Het resultaat was dat halverwege de jaren tachtig "DNA, RNA en eiwitten, alle moleculaire biologie, kwamen en opstegen en de glycanen achterlieten op het station", zei Varki. Die ontwikkeling was ontmoedigend voor Varki, die rond die tijd op zoek was naar zijn eerste onafhankelijke onderzoekspositie. Maar ondanks de uitdagingen, zei hij tegen zichzelf: "Ik blijf bij het bestuderen van deze dingen", zelfs toen veel andere onderzoekers ze opgaven.

Gagneux zei dat "heel wat moleculair biologen op het grensgebied geïrriteerd zijn door glycanen," die klein en doorschijnend zijn. 'Je kunt ze alleen zien als je dingen naar ze gaat gooien die eraan blijven kleven', zoals lectines, eiwitten die korte, onderscheidende sacharidesequenties kunnen labelen. Maar als je deze cruciale componenten niet bestudeert, kan dit betekenen dat je baanbrekende informatie mist over enkele van de grootste uitdagingen en vragen van de mensheid.

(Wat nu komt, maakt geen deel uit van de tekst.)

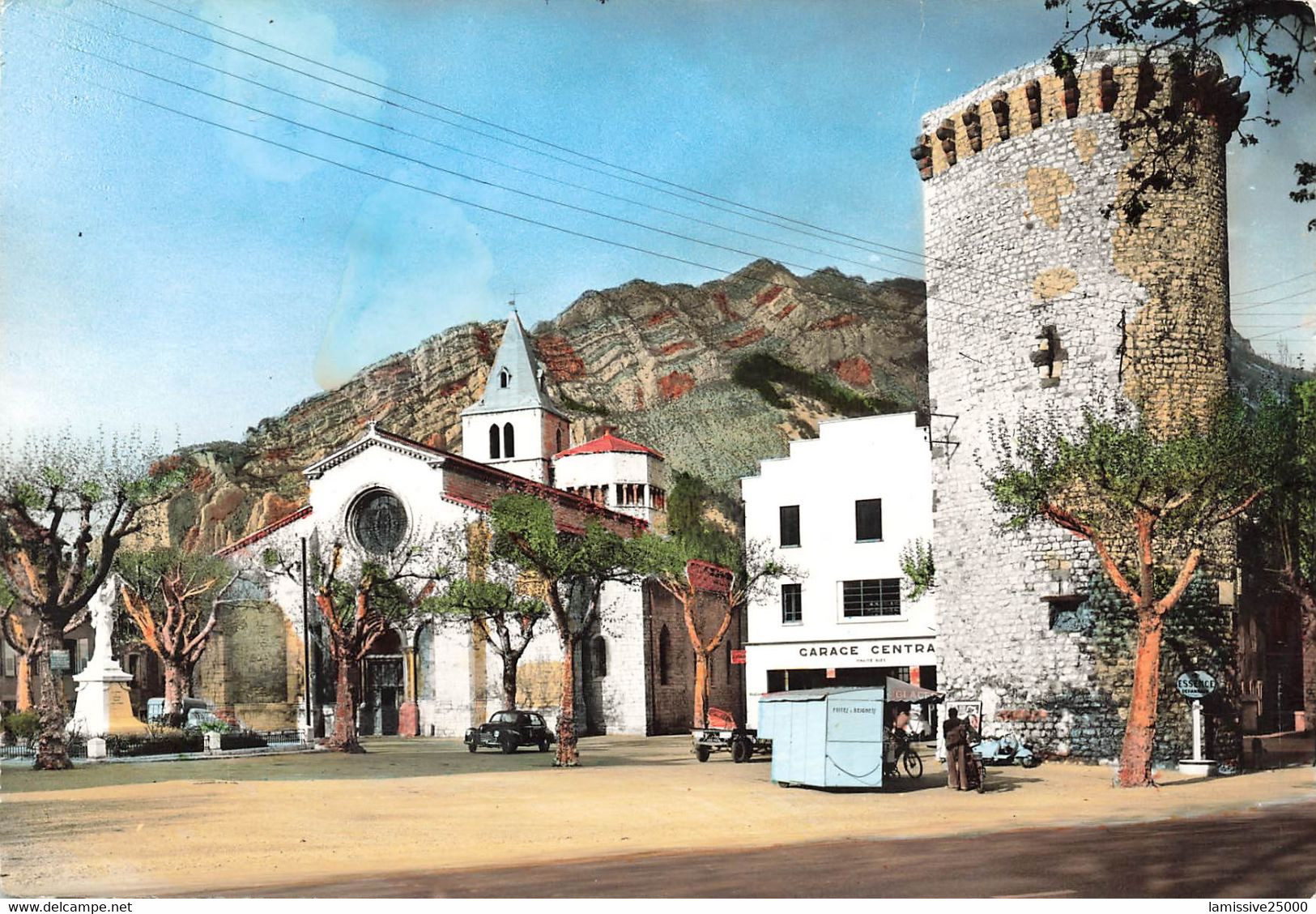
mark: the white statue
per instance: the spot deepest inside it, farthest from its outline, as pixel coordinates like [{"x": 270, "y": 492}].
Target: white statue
[
  {"x": 103, "y": 699},
  {"x": 101, "y": 609}
]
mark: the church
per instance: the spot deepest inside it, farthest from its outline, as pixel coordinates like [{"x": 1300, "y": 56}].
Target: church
[{"x": 635, "y": 671}]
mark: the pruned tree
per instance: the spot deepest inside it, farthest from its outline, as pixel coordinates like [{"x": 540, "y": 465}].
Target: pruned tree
[
  {"x": 1145, "y": 503},
  {"x": 1276, "y": 41},
  {"x": 678, "y": 568},
  {"x": 492, "y": 600},
  {"x": 66, "y": 507},
  {"x": 16, "y": 629},
  {"x": 361, "y": 597},
  {"x": 573, "y": 570},
  {"x": 170, "y": 597}
]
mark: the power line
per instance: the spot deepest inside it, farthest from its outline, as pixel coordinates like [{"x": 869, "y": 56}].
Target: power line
[
  {"x": 530, "y": 149},
  {"x": 457, "y": 174},
  {"x": 1252, "y": 305},
  {"x": 724, "y": 275},
  {"x": 1282, "y": 282},
  {"x": 471, "y": 154}
]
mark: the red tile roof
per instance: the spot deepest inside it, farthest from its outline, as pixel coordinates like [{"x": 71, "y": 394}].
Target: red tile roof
[
  {"x": 608, "y": 442},
  {"x": 305, "y": 511},
  {"x": 517, "y": 482}
]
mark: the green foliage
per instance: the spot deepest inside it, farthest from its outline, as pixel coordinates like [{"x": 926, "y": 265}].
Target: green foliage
[
  {"x": 577, "y": 406},
  {"x": 1114, "y": 467},
  {"x": 1270, "y": 40},
  {"x": 918, "y": 566},
  {"x": 766, "y": 374},
  {"x": 526, "y": 535},
  {"x": 484, "y": 600},
  {"x": 1288, "y": 518},
  {"x": 21, "y": 724},
  {"x": 143, "y": 570},
  {"x": 688, "y": 522}
]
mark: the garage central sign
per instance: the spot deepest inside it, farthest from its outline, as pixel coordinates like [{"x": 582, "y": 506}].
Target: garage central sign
[{"x": 869, "y": 651}]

Richard Cummings, een professor in chirurgie aan het Beth Israel Deaconess Medical Center en de Harvard Medical School, beschrijft zijn "levenswerk" als gericht op "het begrijpen van de structuur van complexe koolhydraten, deze glycomoleculen [en] hoe ze worden gemaakt." Glycomoleculen, zei hij, zijn 'de meest complexe structuren die het menselijk lichaam maakt'.

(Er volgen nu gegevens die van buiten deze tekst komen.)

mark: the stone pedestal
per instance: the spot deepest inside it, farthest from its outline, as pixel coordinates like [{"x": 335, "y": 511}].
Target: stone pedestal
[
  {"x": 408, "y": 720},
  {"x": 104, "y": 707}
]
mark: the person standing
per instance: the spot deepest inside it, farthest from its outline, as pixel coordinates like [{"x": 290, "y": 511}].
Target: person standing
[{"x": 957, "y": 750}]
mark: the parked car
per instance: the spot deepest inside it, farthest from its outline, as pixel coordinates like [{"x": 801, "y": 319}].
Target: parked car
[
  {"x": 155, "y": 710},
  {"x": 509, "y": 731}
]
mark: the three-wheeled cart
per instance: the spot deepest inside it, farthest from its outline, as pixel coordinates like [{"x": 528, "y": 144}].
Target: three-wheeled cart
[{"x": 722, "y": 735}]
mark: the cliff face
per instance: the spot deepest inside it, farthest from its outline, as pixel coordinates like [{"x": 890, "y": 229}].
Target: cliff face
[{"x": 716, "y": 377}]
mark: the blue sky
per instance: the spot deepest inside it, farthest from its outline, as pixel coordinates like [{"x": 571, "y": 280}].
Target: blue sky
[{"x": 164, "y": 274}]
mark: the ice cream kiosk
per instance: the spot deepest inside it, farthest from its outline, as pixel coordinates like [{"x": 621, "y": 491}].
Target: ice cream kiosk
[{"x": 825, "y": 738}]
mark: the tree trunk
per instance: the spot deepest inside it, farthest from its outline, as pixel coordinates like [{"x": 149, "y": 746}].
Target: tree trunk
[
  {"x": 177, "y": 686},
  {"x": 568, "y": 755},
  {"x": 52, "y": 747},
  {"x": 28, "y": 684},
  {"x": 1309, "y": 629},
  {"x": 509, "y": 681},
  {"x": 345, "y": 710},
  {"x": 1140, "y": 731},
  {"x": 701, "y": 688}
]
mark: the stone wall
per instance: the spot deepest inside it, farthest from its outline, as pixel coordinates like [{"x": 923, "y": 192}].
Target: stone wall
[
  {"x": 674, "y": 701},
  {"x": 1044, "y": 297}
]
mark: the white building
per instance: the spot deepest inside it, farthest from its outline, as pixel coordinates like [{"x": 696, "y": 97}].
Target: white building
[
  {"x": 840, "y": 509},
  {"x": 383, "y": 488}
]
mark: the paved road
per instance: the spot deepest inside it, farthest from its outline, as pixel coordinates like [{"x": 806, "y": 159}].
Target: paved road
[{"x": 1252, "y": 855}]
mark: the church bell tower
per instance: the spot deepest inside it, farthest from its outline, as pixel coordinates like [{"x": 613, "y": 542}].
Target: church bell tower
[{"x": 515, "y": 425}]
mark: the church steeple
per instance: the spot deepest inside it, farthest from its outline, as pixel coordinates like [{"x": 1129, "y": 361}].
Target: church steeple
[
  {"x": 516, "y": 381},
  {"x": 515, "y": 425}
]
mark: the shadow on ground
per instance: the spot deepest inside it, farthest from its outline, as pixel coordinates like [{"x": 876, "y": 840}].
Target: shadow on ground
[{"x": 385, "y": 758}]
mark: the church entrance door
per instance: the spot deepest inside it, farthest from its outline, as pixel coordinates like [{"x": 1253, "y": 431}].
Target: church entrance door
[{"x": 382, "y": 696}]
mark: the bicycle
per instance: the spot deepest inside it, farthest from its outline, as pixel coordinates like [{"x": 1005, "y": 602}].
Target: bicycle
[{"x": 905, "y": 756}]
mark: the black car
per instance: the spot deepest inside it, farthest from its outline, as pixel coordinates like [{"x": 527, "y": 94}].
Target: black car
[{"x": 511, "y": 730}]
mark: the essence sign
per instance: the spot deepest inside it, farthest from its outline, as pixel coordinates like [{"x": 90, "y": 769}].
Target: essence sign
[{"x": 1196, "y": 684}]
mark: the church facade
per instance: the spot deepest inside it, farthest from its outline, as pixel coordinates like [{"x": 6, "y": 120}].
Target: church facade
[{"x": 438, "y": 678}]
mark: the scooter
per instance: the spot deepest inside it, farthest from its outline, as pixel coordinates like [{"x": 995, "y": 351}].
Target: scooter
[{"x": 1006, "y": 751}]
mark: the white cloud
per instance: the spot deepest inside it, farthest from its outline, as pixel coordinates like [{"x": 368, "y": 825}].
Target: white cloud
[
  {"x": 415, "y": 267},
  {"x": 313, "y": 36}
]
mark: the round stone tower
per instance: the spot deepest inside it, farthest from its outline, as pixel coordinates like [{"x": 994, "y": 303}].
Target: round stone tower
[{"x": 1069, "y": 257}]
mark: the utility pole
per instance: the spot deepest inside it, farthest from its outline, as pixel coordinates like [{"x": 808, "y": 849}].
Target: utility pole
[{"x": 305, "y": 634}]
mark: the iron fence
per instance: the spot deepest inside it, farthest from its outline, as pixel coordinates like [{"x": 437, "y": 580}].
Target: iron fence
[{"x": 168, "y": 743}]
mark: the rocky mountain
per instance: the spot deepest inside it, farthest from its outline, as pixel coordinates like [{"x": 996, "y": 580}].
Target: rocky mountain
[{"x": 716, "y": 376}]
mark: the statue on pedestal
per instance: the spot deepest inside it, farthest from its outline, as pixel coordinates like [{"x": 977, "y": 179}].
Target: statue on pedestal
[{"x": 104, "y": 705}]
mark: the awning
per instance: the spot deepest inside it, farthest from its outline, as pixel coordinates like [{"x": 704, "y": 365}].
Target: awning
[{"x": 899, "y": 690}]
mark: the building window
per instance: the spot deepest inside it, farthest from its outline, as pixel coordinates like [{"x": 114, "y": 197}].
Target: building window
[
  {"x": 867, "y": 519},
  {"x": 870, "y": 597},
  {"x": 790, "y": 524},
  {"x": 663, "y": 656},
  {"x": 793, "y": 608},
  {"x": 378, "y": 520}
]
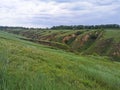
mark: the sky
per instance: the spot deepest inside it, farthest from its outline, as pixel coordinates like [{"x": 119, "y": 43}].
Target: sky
[{"x": 47, "y": 13}]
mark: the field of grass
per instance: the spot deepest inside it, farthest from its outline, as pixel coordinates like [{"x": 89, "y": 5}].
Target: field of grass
[{"x": 28, "y": 66}]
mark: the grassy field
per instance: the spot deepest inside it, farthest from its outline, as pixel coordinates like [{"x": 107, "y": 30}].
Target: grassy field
[
  {"x": 103, "y": 42},
  {"x": 28, "y": 66}
]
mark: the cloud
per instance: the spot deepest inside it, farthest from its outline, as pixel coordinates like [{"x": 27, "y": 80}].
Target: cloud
[{"x": 45, "y": 13}]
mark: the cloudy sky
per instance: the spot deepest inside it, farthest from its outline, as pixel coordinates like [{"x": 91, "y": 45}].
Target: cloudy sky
[{"x": 47, "y": 13}]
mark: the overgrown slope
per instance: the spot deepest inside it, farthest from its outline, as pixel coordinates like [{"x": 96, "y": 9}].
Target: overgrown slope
[
  {"x": 102, "y": 42},
  {"x": 28, "y": 66}
]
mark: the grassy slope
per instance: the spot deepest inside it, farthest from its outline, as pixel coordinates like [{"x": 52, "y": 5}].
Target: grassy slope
[{"x": 28, "y": 66}]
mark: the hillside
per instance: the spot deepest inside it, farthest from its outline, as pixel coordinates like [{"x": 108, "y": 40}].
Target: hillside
[
  {"x": 97, "y": 42},
  {"x": 26, "y": 65}
]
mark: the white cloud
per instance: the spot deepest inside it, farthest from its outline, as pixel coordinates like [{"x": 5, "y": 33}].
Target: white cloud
[{"x": 41, "y": 13}]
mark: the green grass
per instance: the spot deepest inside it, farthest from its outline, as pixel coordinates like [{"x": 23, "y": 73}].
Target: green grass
[
  {"x": 112, "y": 34},
  {"x": 28, "y": 66}
]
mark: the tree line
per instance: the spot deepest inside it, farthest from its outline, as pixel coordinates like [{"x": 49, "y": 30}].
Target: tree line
[
  {"x": 63, "y": 27},
  {"x": 74, "y": 27}
]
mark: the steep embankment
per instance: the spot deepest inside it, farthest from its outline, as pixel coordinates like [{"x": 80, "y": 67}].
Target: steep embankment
[
  {"x": 102, "y": 42},
  {"x": 28, "y": 66}
]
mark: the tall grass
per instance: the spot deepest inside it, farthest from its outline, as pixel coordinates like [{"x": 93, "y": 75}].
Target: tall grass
[{"x": 28, "y": 66}]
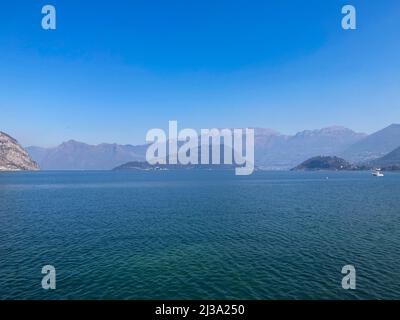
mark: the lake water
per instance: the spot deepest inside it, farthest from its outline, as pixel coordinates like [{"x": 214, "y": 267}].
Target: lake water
[{"x": 199, "y": 235}]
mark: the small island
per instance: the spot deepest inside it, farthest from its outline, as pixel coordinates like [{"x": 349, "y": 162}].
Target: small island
[{"x": 326, "y": 163}]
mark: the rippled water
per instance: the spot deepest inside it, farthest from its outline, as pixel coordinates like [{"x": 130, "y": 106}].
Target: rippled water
[{"x": 199, "y": 235}]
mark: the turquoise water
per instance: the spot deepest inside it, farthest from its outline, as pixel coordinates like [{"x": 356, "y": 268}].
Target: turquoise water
[{"x": 199, "y": 235}]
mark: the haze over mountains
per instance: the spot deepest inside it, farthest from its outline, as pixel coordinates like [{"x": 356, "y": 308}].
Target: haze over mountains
[
  {"x": 74, "y": 155},
  {"x": 273, "y": 150},
  {"x": 375, "y": 145}
]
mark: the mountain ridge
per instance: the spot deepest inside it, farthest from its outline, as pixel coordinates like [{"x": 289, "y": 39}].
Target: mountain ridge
[{"x": 13, "y": 157}]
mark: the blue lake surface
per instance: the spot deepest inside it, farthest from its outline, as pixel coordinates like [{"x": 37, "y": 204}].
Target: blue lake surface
[{"x": 199, "y": 235}]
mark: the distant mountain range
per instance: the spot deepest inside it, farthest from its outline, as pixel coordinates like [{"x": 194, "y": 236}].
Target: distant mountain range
[
  {"x": 74, "y": 155},
  {"x": 143, "y": 165},
  {"x": 390, "y": 161},
  {"x": 273, "y": 150},
  {"x": 13, "y": 157},
  {"x": 374, "y": 146},
  {"x": 324, "y": 163}
]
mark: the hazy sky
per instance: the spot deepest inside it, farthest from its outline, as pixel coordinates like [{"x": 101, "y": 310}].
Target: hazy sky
[{"x": 114, "y": 69}]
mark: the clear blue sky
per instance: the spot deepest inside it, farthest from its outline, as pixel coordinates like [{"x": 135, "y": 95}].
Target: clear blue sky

Cummings is een mededirecteur van de wereldwijde Human Glycome-project. Hij en andere onderzoekers van dat project, dat pas in 2018 werd gelanceerd, hebben als doel "alle glycanen en koolhydraatstructuren - glycomoleculen - in mensen te sequencen en te identificeren," merkte hij op. In tegenstelling daarmee is de Menselijk genoom project gelanceerd in 1990 en formeel afgesloten in 2003, wat illustreert hoe groot de kloof is gegroeid tussen kennis van het menselijk genoom en het glycoom.

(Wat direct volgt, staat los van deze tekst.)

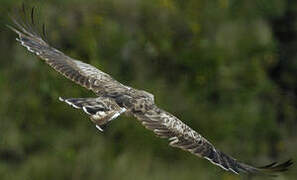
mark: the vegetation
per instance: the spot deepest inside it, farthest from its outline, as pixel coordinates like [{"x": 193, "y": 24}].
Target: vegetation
[{"x": 227, "y": 68}]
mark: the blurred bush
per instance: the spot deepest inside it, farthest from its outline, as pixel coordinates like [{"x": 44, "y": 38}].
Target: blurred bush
[{"x": 227, "y": 68}]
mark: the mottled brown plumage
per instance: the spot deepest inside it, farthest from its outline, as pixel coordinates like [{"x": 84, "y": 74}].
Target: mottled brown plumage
[{"x": 115, "y": 98}]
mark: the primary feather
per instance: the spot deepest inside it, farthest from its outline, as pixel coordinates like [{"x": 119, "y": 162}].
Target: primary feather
[{"x": 139, "y": 104}]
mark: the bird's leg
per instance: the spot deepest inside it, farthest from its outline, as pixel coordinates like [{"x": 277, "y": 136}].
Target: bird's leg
[
  {"x": 101, "y": 110},
  {"x": 102, "y": 118}
]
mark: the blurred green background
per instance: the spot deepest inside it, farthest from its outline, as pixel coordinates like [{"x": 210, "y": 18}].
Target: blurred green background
[{"x": 227, "y": 68}]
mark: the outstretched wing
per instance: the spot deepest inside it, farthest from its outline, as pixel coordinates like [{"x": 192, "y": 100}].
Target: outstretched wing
[
  {"x": 77, "y": 71},
  {"x": 182, "y": 136}
]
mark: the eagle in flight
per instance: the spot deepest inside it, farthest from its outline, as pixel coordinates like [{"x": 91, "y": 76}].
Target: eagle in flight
[{"x": 114, "y": 98}]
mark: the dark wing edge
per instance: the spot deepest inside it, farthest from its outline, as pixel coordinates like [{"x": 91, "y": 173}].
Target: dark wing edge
[
  {"x": 165, "y": 125},
  {"x": 77, "y": 71}
]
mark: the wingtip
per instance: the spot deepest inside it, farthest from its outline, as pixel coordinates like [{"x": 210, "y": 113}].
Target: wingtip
[
  {"x": 61, "y": 99},
  {"x": 99, "y": 128}
]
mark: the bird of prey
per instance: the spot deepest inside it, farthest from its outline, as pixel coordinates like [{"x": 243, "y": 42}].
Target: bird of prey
[{"x": 114, "y": 98}]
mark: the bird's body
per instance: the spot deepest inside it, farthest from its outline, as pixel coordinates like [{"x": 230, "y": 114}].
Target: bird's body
[{"x": 115, "y": 98}]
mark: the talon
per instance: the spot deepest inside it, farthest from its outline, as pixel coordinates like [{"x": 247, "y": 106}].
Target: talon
[{"x": 98, "y": 127}]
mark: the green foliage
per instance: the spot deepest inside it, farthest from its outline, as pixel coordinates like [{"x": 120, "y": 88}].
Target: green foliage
[{"x": 217, "y": 65}]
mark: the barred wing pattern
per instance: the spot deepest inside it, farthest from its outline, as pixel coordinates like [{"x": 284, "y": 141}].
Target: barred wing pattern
[
  {"x": 165, "y": 125},
  {"x": 159, "y": 121},
  {"x": 77, "y": 71}
]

Toch is het van cruciaal belang dat onderzoekers bepalen welke rol specifieke glycanen spelen bij ziekte en ziekte, als ze hopen effectievere strategieën te ontwikkelen voor het voorkomen en behandelen van deze aandoeningen.

Moleculaire Windows naar ziekte

Een deel van dat onderzoek is al vruchtbaar gebleken. Volgens Varki zijn er enorme vorderingen gemaakt in de studie van een groeiende groep zeldzame genetische stofwisselingsstoornissen die het gevolg zijn van defecten in de glycosylering. "Na een trage start in het begin van de jaren negentig heeft een internationale inspanning van veel onderzoekers nu geresulteerd in een ware explosie van ontdekkingen van genetische afwijkingen van glycosylering bij de mens", schreef hij in zijn overzichtsartikel uit 1990.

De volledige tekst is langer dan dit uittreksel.